Costa Rica confirms measles cases in children of United States citizens
Costa Rica is enacting a National Surveillance Protocol after confirming two cases of measles, the Health Ministry announced Thursday afternoon.
The Health Ministry had announced four suspected cases earlier Thursday and had sent specimens to labs for confirmation.
The symptoms were reported in children aged between 3 and 10 years old in Cóbano, Puntarenas, the Health Ministry said in a statement. The children were not vaccinated against measles by their parents, who are United States citizens, the Health Ministry said.
The Health Ministry believes the virus was imported to Costa Rica by a United States citizen who left the country March 12.
“There will not be an epidemic of measles in our country,” said Daniel Salas Peraza, the Minister of Health, citing the country’s vaccination initiatives. “But obviously, we don’t want any child to suffer from measles or face the complications measles can cause.”
The children displaying measles symptoms are part of a family with nine children and remain under strict quarantine, the Health Ministry said. The organization is determining who the family may have come in contact with to decide what additional preventative measures are needed.
“All parents whose child exhibit symptoms that could be measles […] should consult medical assistance immediately to determine if it’s measles and to take necessary measures,” the Health Ministry said.
The Health Ministry believes there is no relationship between the four suspected cases and the French family that reintroduced measles to Costa Rica last month.
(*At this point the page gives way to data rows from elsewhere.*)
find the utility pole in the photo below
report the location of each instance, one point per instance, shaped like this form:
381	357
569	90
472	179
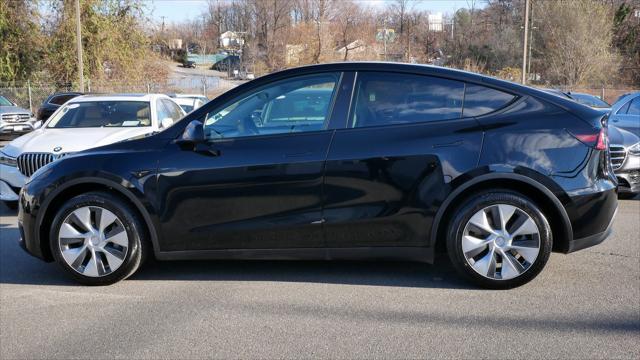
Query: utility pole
384	32
530	41
525	38
79	46
163	17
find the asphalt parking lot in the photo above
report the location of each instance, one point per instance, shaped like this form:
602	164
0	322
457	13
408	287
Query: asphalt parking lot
583	305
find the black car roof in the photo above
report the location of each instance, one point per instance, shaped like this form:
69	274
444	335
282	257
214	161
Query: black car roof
580	110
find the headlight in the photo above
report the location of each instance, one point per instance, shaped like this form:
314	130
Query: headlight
8	160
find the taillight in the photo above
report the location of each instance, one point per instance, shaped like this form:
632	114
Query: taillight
597	140
602	140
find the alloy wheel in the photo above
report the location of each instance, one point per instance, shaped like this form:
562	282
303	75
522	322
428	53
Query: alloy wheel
93	241
501	242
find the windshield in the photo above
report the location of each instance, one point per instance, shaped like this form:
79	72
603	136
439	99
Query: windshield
590	101
102	114
187	108
5	102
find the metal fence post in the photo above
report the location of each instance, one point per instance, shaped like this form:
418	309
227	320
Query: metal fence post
204	87
30	100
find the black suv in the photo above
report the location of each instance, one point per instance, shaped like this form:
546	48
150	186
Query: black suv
336	161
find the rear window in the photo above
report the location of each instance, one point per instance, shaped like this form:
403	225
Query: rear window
590	100
96	114
480	100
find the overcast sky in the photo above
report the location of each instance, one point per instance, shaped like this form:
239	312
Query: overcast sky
180	10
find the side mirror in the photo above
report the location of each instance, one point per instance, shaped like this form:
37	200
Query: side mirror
193	133
166	122
256	116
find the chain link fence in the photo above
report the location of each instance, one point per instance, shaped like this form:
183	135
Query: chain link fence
31	95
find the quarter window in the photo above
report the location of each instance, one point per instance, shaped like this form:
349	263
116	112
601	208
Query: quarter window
623	110
61	99
480	100
392	98
289	106
634	108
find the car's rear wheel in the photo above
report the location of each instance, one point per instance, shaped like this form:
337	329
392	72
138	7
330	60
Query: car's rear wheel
97	239
499	239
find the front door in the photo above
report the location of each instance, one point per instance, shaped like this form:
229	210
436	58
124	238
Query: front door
261	185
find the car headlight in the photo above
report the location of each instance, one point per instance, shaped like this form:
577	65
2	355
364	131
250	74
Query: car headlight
7	160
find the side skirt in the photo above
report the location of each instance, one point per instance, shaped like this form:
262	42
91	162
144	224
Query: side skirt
420	254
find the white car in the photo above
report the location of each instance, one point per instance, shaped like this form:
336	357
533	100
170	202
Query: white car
189	104
82	123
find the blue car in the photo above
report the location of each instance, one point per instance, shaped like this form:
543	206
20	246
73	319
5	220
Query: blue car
625	113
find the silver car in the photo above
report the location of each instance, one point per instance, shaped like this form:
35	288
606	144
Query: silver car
624	148
14	120
625	113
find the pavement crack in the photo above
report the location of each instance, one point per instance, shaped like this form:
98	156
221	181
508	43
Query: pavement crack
614	254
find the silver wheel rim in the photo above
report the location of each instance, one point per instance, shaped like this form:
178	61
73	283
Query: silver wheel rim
501	242
93	241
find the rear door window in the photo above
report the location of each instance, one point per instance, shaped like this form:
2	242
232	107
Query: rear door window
634	107
394	98
61	99
480	100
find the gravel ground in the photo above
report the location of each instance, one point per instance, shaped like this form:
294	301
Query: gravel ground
583	305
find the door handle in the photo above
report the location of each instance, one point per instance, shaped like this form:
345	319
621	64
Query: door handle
205	149
453	143
299	154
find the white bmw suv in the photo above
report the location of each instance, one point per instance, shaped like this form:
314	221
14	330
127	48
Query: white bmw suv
82	123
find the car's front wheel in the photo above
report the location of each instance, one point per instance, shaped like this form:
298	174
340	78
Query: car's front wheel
499	239
97	239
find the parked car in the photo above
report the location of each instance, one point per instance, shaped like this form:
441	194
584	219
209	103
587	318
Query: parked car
53	102
624	148
625	113
589	100
227	63
14	120
334	161
202	98
82	123
582	98
189	64
188	104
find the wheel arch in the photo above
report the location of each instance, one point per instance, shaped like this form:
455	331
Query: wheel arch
80	186
540	194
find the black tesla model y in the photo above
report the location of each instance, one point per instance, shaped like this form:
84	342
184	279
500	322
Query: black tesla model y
338	161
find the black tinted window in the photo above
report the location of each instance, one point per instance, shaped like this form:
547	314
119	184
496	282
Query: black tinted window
390	98
294	105
634	108
61	99
480	100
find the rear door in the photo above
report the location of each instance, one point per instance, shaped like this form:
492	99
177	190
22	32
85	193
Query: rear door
388	170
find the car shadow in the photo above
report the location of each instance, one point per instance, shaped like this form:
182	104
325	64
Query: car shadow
17	267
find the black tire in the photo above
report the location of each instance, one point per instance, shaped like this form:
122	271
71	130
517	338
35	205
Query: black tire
13	205
480	201
137	241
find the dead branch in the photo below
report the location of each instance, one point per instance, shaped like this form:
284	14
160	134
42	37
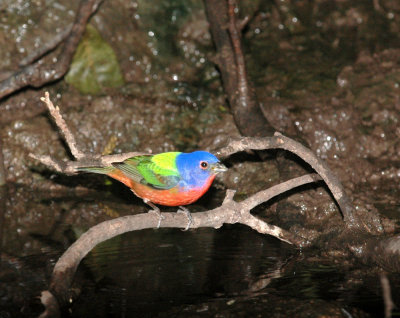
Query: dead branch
387	295
278	141
3	177
231	63
38	74
46	48
229	212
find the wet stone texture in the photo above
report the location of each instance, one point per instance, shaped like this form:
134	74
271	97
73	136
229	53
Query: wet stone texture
326	73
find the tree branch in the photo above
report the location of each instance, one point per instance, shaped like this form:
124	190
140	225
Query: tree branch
37	74
279	141
229	212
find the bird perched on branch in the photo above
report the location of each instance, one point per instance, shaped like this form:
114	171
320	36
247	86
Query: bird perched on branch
170	178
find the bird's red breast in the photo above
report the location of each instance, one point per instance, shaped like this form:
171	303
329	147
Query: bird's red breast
170	197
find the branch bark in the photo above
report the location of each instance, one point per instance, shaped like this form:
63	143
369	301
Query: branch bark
231	63
229	212
38	74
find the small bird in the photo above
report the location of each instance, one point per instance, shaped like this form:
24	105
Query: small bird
169	178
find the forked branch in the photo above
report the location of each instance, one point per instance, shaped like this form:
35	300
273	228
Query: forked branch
229	212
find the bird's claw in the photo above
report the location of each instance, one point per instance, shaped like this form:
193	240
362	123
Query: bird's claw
159	215
156	210
186	211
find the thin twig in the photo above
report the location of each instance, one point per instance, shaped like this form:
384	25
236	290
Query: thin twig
38	74
3	177
278	141
47	47
60	122
243	87
229	212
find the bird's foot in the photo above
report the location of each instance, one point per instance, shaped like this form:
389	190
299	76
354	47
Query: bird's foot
186	211
155	210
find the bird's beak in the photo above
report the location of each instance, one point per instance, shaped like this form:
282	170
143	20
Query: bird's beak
218	167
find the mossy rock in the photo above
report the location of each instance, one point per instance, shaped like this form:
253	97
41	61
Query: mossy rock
95	65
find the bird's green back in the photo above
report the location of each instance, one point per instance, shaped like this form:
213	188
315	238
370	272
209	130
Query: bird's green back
159	171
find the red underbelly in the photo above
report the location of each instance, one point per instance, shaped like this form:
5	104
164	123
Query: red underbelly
170	197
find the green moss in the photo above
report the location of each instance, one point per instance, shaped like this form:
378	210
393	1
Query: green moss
94	65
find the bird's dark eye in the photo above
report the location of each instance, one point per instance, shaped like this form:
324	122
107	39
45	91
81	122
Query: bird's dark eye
203	164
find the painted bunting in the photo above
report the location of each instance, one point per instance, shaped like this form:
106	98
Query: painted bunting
170	178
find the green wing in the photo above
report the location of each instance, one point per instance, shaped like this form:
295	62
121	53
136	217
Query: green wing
157	171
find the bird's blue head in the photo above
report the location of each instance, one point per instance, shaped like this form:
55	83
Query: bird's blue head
196	168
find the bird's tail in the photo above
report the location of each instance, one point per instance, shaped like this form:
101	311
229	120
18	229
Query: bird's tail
96	169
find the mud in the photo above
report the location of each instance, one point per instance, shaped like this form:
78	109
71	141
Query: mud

Those cases, Costa Rica’s first since 2014, also involved an unvaccinated child.
“There is a vaccine at one year, three months and another upon starting school, and they are essential to prevent measles in the country,” the Health Ministry said.
Measles is a highly contagious virus that lives in mucus and can spread through coughing and sneezing. The virus can also survive for two hours in an airspace where the infected person has coughed or sneezed, according to the Center for Disease Control (CDC).
The CDC estimates measles killed 500 people annually in the United States before a vaccine was developed in 1963.
The CDC recommends “all children get two doses of MMR (measles-mumps-rubella) vaccine, starting with the first dose at 12 through 15 months of age, and the second dose at 4 through 6 years of age.”
This story was updated at 4 p.m. with confirmation of measles from the Health Ministry.